Elle me montra dans un coin une chaise de paille, très basse, dont le simple dossier portait en relief trois abeilles sculptées dans une couronne d’olivier.

— Tu vois, c’est là que je m’asseyais quand j’étais toute petite.

Et elle me montra encore, près de la fenêtre, une table carrée avec des pieds en torsade qui luisaient sous la lampe :

— C’est là que j’écrivais mes devoirs. J’y ai préparé mon certificat d’études. Après, je faisais surtout des comptes. C’est mon oncle Jarny qui m’apprenait. Il avait été caissier à Paris dans une grande maison de tissus.

Elle se tut, regardant de nouveau la fenêtre, et ce qu’elle voyait maintenant, je le savais bien, était au delà des meubles et des murs… Sa tristesse, en ce moment, me pénétra jusqu’au désespoir. Son pauvre cœur saignait et pleurait dans mon cœur, et, doucement, je passais ma main sur la petite main si pâle. Mais Guicharde entrait à grands pas. Parlant des malles, elle déclara :

— Elles passeront, mais il faudra prendre garde à ne pas érafler le mur.
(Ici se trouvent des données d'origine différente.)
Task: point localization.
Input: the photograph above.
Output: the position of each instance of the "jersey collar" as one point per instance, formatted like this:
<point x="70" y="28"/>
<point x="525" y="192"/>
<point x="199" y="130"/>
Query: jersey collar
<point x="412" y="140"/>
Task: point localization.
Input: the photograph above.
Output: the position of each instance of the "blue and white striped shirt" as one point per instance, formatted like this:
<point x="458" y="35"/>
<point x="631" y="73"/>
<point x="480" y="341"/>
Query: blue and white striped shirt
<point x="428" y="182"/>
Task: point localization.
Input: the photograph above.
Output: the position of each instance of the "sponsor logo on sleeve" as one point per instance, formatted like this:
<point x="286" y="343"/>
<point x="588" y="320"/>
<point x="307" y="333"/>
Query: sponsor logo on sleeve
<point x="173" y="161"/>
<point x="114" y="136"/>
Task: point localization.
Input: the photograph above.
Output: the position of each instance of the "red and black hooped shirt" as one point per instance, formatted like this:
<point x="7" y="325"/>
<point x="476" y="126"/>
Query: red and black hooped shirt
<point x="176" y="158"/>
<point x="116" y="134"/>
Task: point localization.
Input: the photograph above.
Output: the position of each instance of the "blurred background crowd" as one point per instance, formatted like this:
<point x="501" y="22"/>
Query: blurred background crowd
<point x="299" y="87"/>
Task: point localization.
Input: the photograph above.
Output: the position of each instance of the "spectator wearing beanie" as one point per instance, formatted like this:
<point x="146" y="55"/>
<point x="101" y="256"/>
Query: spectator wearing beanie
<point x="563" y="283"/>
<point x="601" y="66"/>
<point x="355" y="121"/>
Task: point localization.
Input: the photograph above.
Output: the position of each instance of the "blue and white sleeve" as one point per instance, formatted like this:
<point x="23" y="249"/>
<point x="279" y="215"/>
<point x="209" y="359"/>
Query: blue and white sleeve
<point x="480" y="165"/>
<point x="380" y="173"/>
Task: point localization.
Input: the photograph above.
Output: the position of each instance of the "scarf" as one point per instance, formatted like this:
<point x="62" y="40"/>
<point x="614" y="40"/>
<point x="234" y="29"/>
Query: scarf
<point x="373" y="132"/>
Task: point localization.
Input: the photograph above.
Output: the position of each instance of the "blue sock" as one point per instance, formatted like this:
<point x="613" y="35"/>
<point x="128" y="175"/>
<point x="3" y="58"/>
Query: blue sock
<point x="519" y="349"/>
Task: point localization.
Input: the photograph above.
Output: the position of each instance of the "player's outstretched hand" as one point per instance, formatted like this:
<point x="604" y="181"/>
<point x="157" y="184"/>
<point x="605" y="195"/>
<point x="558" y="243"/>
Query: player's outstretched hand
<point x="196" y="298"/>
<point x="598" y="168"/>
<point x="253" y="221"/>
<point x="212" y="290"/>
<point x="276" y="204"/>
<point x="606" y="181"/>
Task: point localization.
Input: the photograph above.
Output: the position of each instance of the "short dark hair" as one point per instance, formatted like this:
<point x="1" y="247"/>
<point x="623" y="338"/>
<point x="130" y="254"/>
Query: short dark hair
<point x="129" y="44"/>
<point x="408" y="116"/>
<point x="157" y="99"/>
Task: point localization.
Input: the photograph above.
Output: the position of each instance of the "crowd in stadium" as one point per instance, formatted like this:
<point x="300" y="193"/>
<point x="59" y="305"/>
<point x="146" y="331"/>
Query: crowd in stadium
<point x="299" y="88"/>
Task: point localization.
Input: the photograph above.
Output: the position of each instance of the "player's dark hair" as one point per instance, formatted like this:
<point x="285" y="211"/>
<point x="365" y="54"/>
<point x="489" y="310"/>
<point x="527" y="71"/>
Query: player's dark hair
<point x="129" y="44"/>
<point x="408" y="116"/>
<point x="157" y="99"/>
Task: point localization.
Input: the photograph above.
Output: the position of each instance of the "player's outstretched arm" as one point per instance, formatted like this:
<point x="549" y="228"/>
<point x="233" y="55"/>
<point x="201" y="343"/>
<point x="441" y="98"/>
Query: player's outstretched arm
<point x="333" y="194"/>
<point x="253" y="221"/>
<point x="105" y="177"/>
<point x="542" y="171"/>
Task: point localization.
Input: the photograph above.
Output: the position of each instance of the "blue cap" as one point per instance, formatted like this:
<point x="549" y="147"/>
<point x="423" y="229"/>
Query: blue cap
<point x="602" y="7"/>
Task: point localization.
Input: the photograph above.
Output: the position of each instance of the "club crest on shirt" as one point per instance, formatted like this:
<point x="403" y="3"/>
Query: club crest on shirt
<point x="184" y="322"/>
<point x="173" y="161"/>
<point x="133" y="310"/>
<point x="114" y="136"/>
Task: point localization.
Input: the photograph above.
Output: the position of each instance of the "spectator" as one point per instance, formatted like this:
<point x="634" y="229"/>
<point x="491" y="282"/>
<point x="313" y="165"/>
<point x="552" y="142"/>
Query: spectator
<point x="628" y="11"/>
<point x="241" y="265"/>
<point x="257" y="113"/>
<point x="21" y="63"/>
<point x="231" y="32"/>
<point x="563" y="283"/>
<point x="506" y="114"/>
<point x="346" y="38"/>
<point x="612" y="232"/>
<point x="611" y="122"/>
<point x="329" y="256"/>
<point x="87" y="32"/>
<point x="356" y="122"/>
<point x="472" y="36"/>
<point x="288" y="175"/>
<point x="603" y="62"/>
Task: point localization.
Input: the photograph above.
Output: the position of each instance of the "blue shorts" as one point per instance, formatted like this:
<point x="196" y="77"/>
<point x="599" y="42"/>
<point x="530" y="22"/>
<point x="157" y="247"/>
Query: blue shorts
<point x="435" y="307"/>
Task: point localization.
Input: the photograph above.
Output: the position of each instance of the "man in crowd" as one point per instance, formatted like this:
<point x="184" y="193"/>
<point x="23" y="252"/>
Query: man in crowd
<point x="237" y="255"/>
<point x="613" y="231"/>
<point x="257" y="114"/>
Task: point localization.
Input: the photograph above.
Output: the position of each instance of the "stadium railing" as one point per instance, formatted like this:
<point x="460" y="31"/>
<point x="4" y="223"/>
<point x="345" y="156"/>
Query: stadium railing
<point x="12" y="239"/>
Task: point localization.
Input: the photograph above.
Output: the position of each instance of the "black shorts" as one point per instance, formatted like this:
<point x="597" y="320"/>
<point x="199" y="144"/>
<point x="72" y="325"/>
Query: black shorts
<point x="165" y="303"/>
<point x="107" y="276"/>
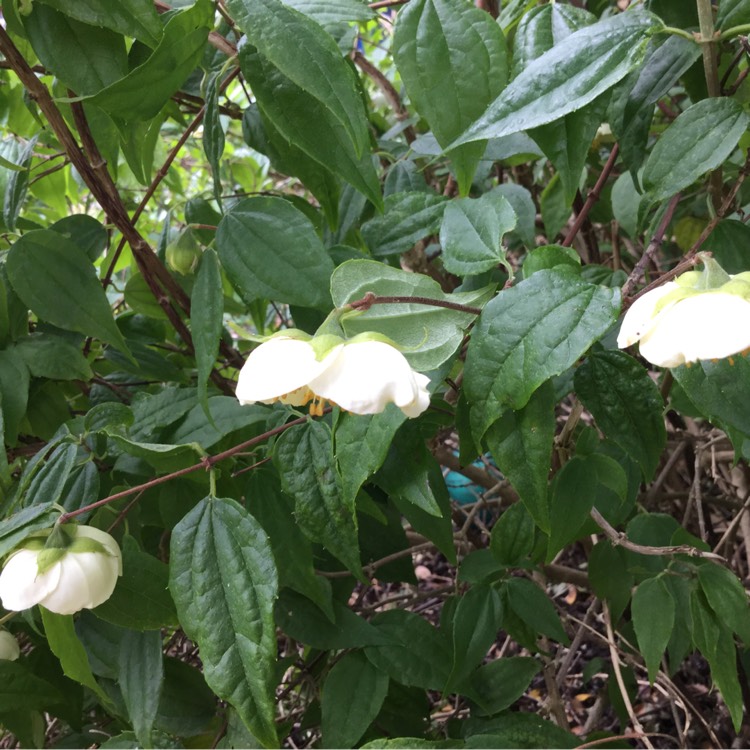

Derrière elle venait la servante Adélaïde portant la soupière et nous prîmes place pour le repas. Nous n’avions pas grand’faim. La lampe continuait de fumer et d’éclairer mal. A travers l’odeur de sa mèche grésillante l’odeur humide et morte des vieilles pierres et des vieux plâtres tenus trop longtemps dans l’ombre nous devenait sensible. La grande force du vent, se pressant contre les murs, menaçait de faire crouler cette pauvre demeure. Dans son grondement des lanières claquaient, qui, semblait-il, retombaient sur nos cœurs tressaillants. Par instant, il semblait s’apaiser. Mais de ces silences nous venait une oppression plus grande, car nous sentions bien qu’il était toujours là, couché sur la maison, l’enveloppant de sa force pour bondir et siffler de nouveau dès qu’il aurait bien pris son repos effrayant. La fatigue maintenant pesait sur nous au point que nous ne pouvions plus parler. Et cependant il fallait s’y efforcer, car dans le silence insupportable nous étions sur le point de sangloter.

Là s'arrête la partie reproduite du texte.